De speeltijd is om voor het Afrikabeleid van dit land. De laatste rechte lijn is ingezet voor het eindexamen, gepland voor de tweede helft van volgend jaar. Dan is België voorzitter van de Europese Unie.
De Belgische regering heeft het er, vind ik, niet zo slecht afgebracht sinds haar aantreden in juli 1999. Louis Michel was de eerste om opnieuw de pelgrimsstaf op te nemen en luide te verkondigen dat er nog een toekomst was weggelegd voor België in Centraal-Afrika. Hij gaf te kennen dat België ‘iets’ ging doen. Er was hier en daar weliswaar wat hoongelach om zoveel naïeve voortvarendheid en het min of meer verdoken vermoeden dat het de liberalen allemaal om de commercie te doen was, net zoals de Amerikanen.
Michel kwam al snel tot de conclusie dat hij best wat hulp kon gebruiken, omdat de toestand op het terrein toch wel wat complexer was dan eerst gedacht. Hij riep een soort staten-generaal bijeen van wat er in België nog aan Afrikaanse expertise overschiet. In maart 2000 kwam daar een road map uit die de Belgische acties in de regio richting moest geven.

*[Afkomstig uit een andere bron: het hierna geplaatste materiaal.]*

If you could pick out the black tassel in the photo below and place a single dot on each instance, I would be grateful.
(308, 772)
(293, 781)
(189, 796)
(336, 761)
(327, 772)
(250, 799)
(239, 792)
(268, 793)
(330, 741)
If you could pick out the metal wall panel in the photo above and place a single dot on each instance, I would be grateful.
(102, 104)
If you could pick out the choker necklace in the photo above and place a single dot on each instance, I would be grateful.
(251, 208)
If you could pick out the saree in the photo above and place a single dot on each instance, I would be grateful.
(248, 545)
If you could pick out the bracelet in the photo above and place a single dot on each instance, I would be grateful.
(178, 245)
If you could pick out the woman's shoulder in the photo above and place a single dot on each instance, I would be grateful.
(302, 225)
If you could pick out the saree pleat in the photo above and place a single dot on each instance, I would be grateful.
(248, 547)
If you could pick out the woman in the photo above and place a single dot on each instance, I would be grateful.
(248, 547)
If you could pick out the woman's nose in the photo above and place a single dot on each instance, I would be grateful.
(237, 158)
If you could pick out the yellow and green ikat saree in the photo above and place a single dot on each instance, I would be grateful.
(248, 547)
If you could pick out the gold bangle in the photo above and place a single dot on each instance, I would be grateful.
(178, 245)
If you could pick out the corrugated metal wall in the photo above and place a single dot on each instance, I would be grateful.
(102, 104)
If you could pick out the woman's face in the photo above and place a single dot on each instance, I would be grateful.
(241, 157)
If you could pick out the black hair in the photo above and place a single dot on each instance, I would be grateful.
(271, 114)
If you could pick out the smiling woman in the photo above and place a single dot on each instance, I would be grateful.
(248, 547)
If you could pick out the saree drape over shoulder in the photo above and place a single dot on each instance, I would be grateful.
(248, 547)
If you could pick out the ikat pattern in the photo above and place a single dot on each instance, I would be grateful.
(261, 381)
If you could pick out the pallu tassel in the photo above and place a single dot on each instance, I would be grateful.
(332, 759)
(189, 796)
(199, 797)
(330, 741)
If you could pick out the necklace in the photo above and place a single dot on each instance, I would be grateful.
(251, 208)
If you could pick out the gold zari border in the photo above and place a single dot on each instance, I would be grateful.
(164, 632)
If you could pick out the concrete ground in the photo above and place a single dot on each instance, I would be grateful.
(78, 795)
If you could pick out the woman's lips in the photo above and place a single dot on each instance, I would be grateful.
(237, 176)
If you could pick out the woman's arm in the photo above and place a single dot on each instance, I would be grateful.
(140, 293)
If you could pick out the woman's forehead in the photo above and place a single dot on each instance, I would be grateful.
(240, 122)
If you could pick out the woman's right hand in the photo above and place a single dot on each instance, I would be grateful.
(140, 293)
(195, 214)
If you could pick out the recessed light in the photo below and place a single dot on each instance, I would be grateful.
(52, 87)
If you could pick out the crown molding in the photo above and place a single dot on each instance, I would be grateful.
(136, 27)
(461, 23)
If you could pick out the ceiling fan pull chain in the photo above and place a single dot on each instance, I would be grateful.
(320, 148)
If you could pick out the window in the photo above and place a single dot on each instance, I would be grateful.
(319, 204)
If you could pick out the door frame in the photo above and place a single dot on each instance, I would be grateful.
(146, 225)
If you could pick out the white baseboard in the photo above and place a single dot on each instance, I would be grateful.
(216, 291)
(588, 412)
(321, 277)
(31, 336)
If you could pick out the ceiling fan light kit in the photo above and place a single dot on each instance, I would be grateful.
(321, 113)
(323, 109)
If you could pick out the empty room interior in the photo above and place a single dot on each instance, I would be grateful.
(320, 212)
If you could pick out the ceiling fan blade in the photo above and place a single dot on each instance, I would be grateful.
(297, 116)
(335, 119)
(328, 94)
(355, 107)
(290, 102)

Heel veel spectaculairs is daar toen niet meteen op gevolgd. Het leek erop dat verklaringen over een actieve Afrikapolitiek gemakkelijker van de tong rolden dan het geld voor ontwikkelingsprojecten uit de geldbeugel. Wat wel volgde, waren talrijke officiële en minder officiële ontmoetingen, in Europa en in Afrika, in New York en in de wandelgangen. Zowat iedereen die iets betekende voor de regio kreeg de boodschap mee dat België actief, dynamisch en voluntaristisch zijn steentje wou bijdragen tot de opbouw van een duurzame vrede in de regio.
Wie gedacht had dat Afrika een solootje van de minister van Buitenlandse Zaken was, vergiste zich. Op eigen initiatief stak ook de premier zijn nek uit. Guy Verhofstadt vroeg de Rwandese bevolking om pardon voor de lafheid van de internationale gemeenschap, en van België in het bijzonder, dat zijn blauwhelmen in de dramatische maanden van de Rwandese genocide had teruggetrokken zonder zich te bekreunen om het lot van hen die achterbleven.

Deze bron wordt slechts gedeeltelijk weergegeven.